BY ANDREW MOODY
In the haze between exhaustion, sleep and consciousness, I feel something tapping my foot. It’s pouring with freezing rain, and I’m curled up in a ball by a bus stop somewhere in Aldwych. I’m penniless, no bus or train pass, no way of returning to the acute ward I absconded from some days ago, walking for hours and hours sobbing through the streets of London. Earlier tonight, staring at my phone, I was horrified to see or imagine that Friday had repeated itself. I am grieving for my father, leaving the ward the day an article I wrote about his death for another magazine was published. My sense of time is out of whack, something horrible is happening to me. Psychosis? A supernatural event? The moon is following me as usual, a part crescent, giving the impression it is wearing a Clockwork Orange bowler hat.
“Hey bruv, you okay?” I open my eyes, instantly tense for a fight. He looks Somali, has a large backpack implying he is homeless, is tapping my foot with one of his crutches. After he asks me for a pound. I tell him I’m penniless, and I’ve been walking around Aldwych for hours and can’t get out.
“Watch out for the Aldwych people,” he warns, “they’ll kill you if they find you.”
I give him my last five pence and he gives me a stolen chicken penne pasta pot and a roll up. Energised by the food, I leave as he scores from a dealer who appears from nowhere and I begin walking again. My phone still has battery, I put on Secrets by the Weeknd which always reminds me of my Somali ex-girlfriend and try and work out my escape from this deceptively polite labyrinth.
“Ready into bury your father and your mother/what did you think when you lost the other?”

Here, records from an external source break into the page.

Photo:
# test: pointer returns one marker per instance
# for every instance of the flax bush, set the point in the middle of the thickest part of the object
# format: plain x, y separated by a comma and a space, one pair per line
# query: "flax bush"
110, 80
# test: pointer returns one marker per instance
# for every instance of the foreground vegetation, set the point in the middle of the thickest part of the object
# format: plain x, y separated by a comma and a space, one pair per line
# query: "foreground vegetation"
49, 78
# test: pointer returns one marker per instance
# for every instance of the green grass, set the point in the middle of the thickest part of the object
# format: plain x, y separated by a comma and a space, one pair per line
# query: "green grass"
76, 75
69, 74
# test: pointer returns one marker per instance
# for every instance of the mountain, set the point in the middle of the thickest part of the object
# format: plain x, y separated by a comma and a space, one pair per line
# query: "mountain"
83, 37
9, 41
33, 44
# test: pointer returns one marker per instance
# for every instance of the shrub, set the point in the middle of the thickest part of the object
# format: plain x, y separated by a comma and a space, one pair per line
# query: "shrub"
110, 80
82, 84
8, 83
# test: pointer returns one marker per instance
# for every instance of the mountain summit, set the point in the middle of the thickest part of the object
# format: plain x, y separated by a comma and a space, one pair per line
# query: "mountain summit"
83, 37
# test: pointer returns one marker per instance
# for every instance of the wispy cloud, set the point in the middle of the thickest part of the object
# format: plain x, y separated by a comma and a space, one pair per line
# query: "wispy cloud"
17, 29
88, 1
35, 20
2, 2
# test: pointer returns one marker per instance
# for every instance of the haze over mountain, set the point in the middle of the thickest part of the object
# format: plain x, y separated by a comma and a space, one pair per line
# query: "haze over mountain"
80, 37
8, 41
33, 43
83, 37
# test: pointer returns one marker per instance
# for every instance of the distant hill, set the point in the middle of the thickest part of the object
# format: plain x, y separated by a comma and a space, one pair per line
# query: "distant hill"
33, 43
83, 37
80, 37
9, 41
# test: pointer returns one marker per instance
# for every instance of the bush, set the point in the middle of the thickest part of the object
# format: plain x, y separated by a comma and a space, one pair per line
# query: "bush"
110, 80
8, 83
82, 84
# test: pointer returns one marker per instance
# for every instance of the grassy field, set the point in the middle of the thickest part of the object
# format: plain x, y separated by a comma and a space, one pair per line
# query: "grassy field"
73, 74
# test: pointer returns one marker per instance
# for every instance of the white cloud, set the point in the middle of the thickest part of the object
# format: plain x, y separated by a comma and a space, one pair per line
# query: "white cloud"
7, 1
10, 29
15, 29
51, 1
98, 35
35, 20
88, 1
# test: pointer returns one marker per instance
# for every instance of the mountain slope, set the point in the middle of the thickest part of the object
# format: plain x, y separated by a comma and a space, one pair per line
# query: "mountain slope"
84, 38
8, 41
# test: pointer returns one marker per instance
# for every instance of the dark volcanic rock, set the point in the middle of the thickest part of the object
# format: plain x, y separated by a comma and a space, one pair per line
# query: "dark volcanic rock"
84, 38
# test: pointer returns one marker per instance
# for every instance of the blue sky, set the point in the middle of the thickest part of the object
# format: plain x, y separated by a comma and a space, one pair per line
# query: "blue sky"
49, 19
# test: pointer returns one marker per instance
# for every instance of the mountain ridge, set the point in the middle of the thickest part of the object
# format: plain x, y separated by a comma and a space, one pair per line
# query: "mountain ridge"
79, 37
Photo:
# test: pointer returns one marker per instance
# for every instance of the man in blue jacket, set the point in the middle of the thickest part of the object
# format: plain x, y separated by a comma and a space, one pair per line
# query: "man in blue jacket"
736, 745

Sobbing somewhere in South Kensington, with the last of my phone battery I play Sweetness Follows by REM and because it’s still pouring with rain, there are no workable fag butts to smoke. Somehow, I find myself in a shop and I try to pay for cigarettes with my contactless card, but it’s academic, because there are no funds, and I imagine this shop will be no different
Somehow, I find myself in a boarding house somewhere in South Kensington, and in my delirium I think somebody has bought me a room. After politely asking to use the toilet (which is some kind of contraption unlike any other urinal I’ve ever encountered) I’m back outside, still delirious, desperate for a cigarette and finding myself crying again. Soon I see the door to the boarding house jammed open with a bottle and I push the door open. I need the toilet again, see a sign down a blackened stairwell for the gents. As I step down, the staircase starts to shake. Unperturbed, I continue down, feeling an intense presence of evil. Having had a gun pointed at my head I see a stocky man wearing a cheap white shirt covered in blood, with pock marks on his face, smile curiously at me as he leaves the gents. It’s the demon of the house no doubt. Staying calm, I push open the gents, and see the walls and floor covered in ghostly blood. I realise I am here for a reason, so I slowly walk all the way to the attic, and see an angry ghost, its face half covered in blue bandages staring at me.
“I acknowledge you,” I say instinctively, “But now it’s time to go.”
Outside I find a cafe to charge my phone and instantly my Mum calls. When she tells me Dad isn’t dead, that I was psychotic when I wrote that article, I don’t believe her until Dad picks up the receiver. Sobbing with relief, he tells me to call the police for help to get home. I do, and when I tell the operator I’m the film and literary critic for Country Squire, she pauses and says “Oh. Oh in that case help is on the way.”
I can’t legally explain how I got home, only that my weed I’d bought the day I absconded magically appears back in my pocket as I disembark the bus near the hospital. Feeling like it’s the right thing to do, I roll a joint and giddily return to the ward.
I could have sworn it was 6PM when I got back, but in the morning, I’m told it was closer to midnight. I am a little embarrassed about that article but overjoyed my Dad is still alive. As expected, my leave is cut for a week.
I am OK now. Just that sometimes I fall. Writing is my oxygen, you see. Thank you for reading.